Zero: alle dichiarazioni rilasciate a Radio Cafè da un tifoso del Verona, coordinatore per il nord Italia di Forza Nuova, interpellato sull’episodio di razzismo che domenica ha visto vittima Balotelli. “Ha la cittadinanza italiana ma non potrà mai essere del tutto italiano […] gli ululati li ha sentiti nella sua testa”: sono alcune delle frasi estratte da un’intervista che nel complesso ha poco da invidiare al comunicato realizzato il 3 settembre dalla Curva Nord dell’Inter per giustificare i “buu” razzisti ricevuti da Lukaku nella trasferta di Cagliari. Emergenza sociale. 

Unoil punto conquistato dal Brescia negli ultimi sei incontri. Le Rondinelle attualmente stazionano in penultima posizione. Il vulcanico Cellino ha colto la palla al balzo per esonerare Eugenio Corini, artefice la scorsa stagione di una favolosa e impronosticabile promozione. Dalle stelle alle stalle

Due: le squadre (Seattle Sounders e Toronto) che domenica si contenderanno la vittoria della MLS nella finale tra le vincitrici di eastern e western conference. Audi verserà diecimila dollari alla lega statunitense da investire nello sviluppo dei settori giovanili per ogni rete siglata. Mecenati

Tre: le giornate consecutive in cui Lazio e Roma hanno battuto le rispettive avversarie con lo stesso risultato (2-1, 4-0, 2-1), ovviamente invertito per il fattore casa-trasferta. Così simili così diverse

Quattro: le reti di scarto nella sconfitta patita dal Bayern Monaco contro l’Eintracht Francoforte (5-1).
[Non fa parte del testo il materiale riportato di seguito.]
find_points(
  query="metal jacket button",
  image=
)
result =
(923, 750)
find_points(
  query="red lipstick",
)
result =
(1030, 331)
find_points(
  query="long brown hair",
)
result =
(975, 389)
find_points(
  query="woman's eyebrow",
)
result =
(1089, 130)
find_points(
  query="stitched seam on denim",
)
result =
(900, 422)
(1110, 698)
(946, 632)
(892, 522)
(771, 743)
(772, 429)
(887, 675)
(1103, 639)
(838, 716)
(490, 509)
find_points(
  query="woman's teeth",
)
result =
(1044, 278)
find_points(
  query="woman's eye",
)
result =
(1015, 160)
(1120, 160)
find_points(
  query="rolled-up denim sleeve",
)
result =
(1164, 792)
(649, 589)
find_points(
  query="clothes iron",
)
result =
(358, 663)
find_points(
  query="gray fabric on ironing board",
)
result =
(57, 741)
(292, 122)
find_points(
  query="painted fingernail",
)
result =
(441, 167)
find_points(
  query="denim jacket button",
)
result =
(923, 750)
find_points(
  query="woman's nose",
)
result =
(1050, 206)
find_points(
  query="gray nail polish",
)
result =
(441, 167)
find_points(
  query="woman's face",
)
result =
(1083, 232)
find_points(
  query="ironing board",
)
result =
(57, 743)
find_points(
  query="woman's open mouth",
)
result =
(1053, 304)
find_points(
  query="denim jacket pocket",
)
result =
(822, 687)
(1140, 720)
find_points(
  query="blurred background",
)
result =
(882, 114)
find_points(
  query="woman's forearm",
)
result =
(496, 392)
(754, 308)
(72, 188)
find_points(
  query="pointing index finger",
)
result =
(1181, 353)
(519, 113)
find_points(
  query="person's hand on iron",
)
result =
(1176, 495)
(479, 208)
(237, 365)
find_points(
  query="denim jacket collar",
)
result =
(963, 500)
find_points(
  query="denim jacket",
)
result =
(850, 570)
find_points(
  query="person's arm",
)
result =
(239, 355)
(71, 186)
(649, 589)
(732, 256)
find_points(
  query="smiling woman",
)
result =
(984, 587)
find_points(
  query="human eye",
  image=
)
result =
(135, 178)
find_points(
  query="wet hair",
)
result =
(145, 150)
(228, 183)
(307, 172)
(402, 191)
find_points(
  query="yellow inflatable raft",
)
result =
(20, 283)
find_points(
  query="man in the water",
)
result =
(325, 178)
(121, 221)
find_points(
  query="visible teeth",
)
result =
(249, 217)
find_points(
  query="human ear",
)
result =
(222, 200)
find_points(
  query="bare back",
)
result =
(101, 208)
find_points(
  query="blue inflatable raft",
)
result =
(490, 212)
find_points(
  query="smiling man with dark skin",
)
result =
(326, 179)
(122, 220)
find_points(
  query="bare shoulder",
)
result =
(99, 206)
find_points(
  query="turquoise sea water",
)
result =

É la terza volta nel XXI secolo che in Bundesliga i bavaresi perdono con questo margine. La debacle ha determinato l’esonero di Niko Kovač, mai riuscito a conquistare società, tifosi e giocatori. (Non) c’eravamo tanto amati

Cinque: le marcature messe a referto da Lionel Messi in questa edizione di Liga. L’asso argentino sabato contro il Levante ha segnato la 500esimo sigillo di sinistro con la casacca blaugrauna ma a causa della sconfitta incassata (3-1) e dell’aggancio del Real Madrid in testa alla classifica non ha potuto festeggiare in modo adeguato. Agrodolce

Sei: le vittorie ottenute dall’Inter in altrettante trasferte di campionato. È l‘unica squadra nei cinque tornei maggiori del Vecchio Continente ad esservi riuscita. I nerazzurri restano in scia della Juventus e sognano di interrompere l’egemonia bianconera. Determinati.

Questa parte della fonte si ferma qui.